Gráfico. Os números na cor preta e barras em rosa exibem o número de homicídios contra pessoas trans no Brasil entre 2008 e 2024. Os dados mostram oscilações ao longo dos anos, com pico em 2017 e menor número em 2008, com média de 125 assassinatos.
Assassinatos de pessoas trans no Brasil entre 2008 e 2024.  Arte: Gabriel Moreira.

 

A ATUAÇÃO DA COMCIL EM PORTO VELHO

A fotografia mostra um evento formal sobre diversidade e inclusão. À direita, há uma mesa longa com nove pessoas sentadas, representando diferentes áreas ou instituições. A mesa está coberta por bandeiras do orgulho LGBTQIA+ e transgênero. À esquerda da imagem, uma mulher em pé fala ao microfone, voltada para a plateia. Ela está usando uma blusa escura e uma saia listrada. Na plateia, algumas pessoas assistem atentamente, enquanto uma delas registra a fala com uma câmera. Ao fundo, há um projetor exibindo uma apresentação na parede.
A Comcil aborda temas essenciais com foco na quebra de estigmas e na valorização da diversidade.  Foto: Comcil.

Desde 2012, a Comunidade Cidadã Livre (Comcil) desenvolve uma série de iniciativas voltadas à população LGBTQIA+ em Porto Velho. A Comcil promove palestras e debates com foco na quebra de estigmas e na valorização da diversidade, abordando temas essenciais como inclusão familiar, acesso à educação e à saúde, empregabilidade e direitos da população LGBTQIA+ idosa, especialmente travestis, mulheres transexuais e homens trans. Além disso, o grupo também estende seu apoio a pessoas cisgênero em situação de vulnerabilidade social.

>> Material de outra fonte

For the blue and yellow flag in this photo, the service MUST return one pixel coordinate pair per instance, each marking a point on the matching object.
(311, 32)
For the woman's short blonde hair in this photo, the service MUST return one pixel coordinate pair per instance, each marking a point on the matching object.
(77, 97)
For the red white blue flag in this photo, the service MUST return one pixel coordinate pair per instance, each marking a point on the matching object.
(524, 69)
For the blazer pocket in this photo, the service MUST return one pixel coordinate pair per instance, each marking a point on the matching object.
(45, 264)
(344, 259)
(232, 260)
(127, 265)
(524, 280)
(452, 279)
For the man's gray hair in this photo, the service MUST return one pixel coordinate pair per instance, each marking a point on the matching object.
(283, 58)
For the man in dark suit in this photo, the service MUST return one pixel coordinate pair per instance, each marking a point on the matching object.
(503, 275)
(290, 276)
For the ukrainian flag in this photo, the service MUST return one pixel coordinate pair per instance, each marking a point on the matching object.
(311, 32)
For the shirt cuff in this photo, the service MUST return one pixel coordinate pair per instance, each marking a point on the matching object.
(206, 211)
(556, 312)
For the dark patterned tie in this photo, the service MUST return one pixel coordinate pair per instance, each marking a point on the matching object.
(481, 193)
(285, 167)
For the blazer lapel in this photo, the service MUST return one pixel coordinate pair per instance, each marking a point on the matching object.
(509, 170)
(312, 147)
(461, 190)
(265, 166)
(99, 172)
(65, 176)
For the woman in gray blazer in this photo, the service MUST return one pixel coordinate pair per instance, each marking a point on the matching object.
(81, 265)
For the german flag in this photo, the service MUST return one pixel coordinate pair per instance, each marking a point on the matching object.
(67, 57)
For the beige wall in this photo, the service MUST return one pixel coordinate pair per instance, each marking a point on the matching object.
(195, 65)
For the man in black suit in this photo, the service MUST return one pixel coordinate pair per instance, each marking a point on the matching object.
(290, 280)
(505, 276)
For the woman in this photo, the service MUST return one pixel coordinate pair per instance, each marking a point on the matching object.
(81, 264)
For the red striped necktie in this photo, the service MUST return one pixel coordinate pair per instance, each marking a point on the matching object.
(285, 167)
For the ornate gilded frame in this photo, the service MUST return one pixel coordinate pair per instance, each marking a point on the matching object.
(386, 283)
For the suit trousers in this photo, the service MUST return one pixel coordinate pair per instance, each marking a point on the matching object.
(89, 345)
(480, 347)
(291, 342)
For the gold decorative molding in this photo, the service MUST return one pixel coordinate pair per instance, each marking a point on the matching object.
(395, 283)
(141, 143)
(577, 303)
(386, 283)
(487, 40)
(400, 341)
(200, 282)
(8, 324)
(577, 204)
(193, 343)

A coordenadora geral, Karen de Oliveira Diogo, explica como a instituição trabalha dentro do estado de Rondônia. “A Comcil vem atuando no enfrentamento à transfobia e na proteção das vítimas desde 2012, quando ela foi criada. Durante todo este tempo, estivemos trabalhando em parceria com a Defensoria Pública, com o Ministério Público do Trabalho e com o Ministério Público do Estado de Rondônia, levando as denúncias dos casos de transfobias no ambiente escolar, no ambiente familiar, entre outras. Lembrando que o nosso trabalho não é só na questão da transfobia, como também da LGBTfobia e em todas estas outras grandes esferas”, enfatiza.

A coordenadora comenta que a falta de políticas públicas é um grande problema, comparado aos casos de violência. “Conforme o dossiê da Rede Trans de 2024, no último ano nós tivemos dois casos de violência contra pessoas trans em Rondônia. Lembrando que São Paulo continua liderando o índice. Então, quando paramos para pensar sobre a questão da violência contra pessoas trans no nosso estado, eu acredito que a maior violência que nós temos aqui é justamente a falta de políticas públicas de seguridade na educação, começando pela fundamental”, destaca.

“Já existem algumas políticas efetivas, como a Resolução 577 da UNE, que trata das cotas para pessoas trans, e a criação do Comitê Estadual de Saúde LGBTQIA+, que vem pautando temas como educação, empregabilidade, pertencimento e população trans em situação de rua ou do campo”, pontua Karen de Oliveira Diogo.

Ela também menciona que há um grupo de trabalho focado na implantação do Ambulatório Trans e ressalta a importância de políticas específicas no sistema prisional. No entanto, pondera que ainda faltam ações mais amplas e fortalecimento da consciência política dentro do próprio movimento. “É preciso que a população trans compreenda a importância da articulação política e não se limite a pautas que apaguem seu protagonismo. Precisamos também avançar em políticas de saúde, como a hormonoterapia e atendimento especializado para homens e mulheres trans”, finaliza a coordenadora.